The Wind in the Hemlock
  Steely stars and moon of brass,
  How mockingly you watch me pass!
  You know as well as I how soon
  I shall be blind to stars and moon,
  Deaf to the wind in the hemlock tree,
  Dumb when the brown earth weighs on me.
  With envious dark rage I bear,
  Stars, your cold complacent stare;
  Heart-broken in my hate look up,
  Moon, at your clear immortal cup,
  Changing to gold from dusky red—
  Age after age when I am dead
  To be filled up with light, and then
  Emptied, to be refilled again.
  What has man done that only he
  Is slave to death—so brutally
  Beaten back into the earth
  Impatient for him since his birth?
  Oh let me shut my eyes, close out
  The sight of stars and earth and be
  Sheltered a minute by this tree.
  Hemlock, through your fragrant boughs
  There moves no anger and no doubt,
  No envy of immortal things.
  The night-wind murmurs of the sea
  With veiled music ceaselessly,
  That to my shaken spirit sings.
  From their frail nest the robins rouse,
  In your pungent darkness stirred,
  Twittering a low drowsy word—
  And me you shelter, even me.
  In your quietness you house
  The wind, the woman and the bird.
  You speak to me and I have heard:
       If I am peaceful, I shall see
       Beauty's face continually;
       Feeding on her wine and bread
       I shall be wholly comforted,
       For she can make one day for me
       Rich as my lost eternity.
[End of original text.]
Biographical Note:
Sara Teasdale (1884-1933):
Teasdale was born in St. Louis, Missouri, where she attended a school that was founded by the grandfather of another great poet from St. Louis— T. S. Eliot. She later associated herself more with New York City. Her first book of poems was "Sonnets to Duse" (1907), but "Helen of Troy" (1911) was the true launch of her career, followed by "Rivers to the Sea" (1915), "Love Songs" (1917), "Flame and Shadow" (1920) and more.
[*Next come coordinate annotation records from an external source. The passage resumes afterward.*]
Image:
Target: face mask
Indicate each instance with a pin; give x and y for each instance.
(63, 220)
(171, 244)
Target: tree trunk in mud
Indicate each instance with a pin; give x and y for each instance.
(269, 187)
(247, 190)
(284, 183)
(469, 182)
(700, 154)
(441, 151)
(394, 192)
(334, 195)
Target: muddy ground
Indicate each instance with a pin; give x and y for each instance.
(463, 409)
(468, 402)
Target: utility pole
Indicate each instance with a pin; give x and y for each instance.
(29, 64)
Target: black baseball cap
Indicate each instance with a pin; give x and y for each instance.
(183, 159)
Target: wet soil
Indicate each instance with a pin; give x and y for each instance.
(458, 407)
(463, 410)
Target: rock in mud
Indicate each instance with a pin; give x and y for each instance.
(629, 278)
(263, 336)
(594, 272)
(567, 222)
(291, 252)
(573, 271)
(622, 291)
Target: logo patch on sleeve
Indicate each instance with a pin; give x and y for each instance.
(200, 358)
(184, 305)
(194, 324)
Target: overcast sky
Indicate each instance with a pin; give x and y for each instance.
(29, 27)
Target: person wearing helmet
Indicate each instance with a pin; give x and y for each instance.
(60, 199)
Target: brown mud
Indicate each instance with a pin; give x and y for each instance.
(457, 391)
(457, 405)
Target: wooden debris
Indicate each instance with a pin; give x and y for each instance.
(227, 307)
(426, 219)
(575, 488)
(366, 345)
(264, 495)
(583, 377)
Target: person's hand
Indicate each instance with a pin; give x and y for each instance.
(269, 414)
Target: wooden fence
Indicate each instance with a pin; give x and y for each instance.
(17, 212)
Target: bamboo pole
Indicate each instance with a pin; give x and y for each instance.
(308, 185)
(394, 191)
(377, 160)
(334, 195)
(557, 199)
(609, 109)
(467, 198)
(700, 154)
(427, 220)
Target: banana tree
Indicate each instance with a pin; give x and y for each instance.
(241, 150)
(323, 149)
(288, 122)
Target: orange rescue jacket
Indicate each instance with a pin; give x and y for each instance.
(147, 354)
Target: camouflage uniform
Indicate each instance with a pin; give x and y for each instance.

Her final volume, "Strange Victory", is considered by many to be predictive of her suicide in 1933.
——
From an anthology of verse by Jessie B. Rittenhouse (1913, 1917):
"Teasdale, Sara (Mrs. Ernst B. Filsinger). Born in St. Louis, Missouri,
August 10, 1884. Educated at private schools. She is the author
of "Sonnets to Duse", 1907; "Helen of Troy, and Other Poems", 1911;
"Rivers to the Sea", 1915; "Love Songs", 1917. Editor of
"The Answering Voice: A Hundred Love Lyrics by Women", 1917.
Miss Teasdale is a lyric poet of an unusually pure and spontaneous gift."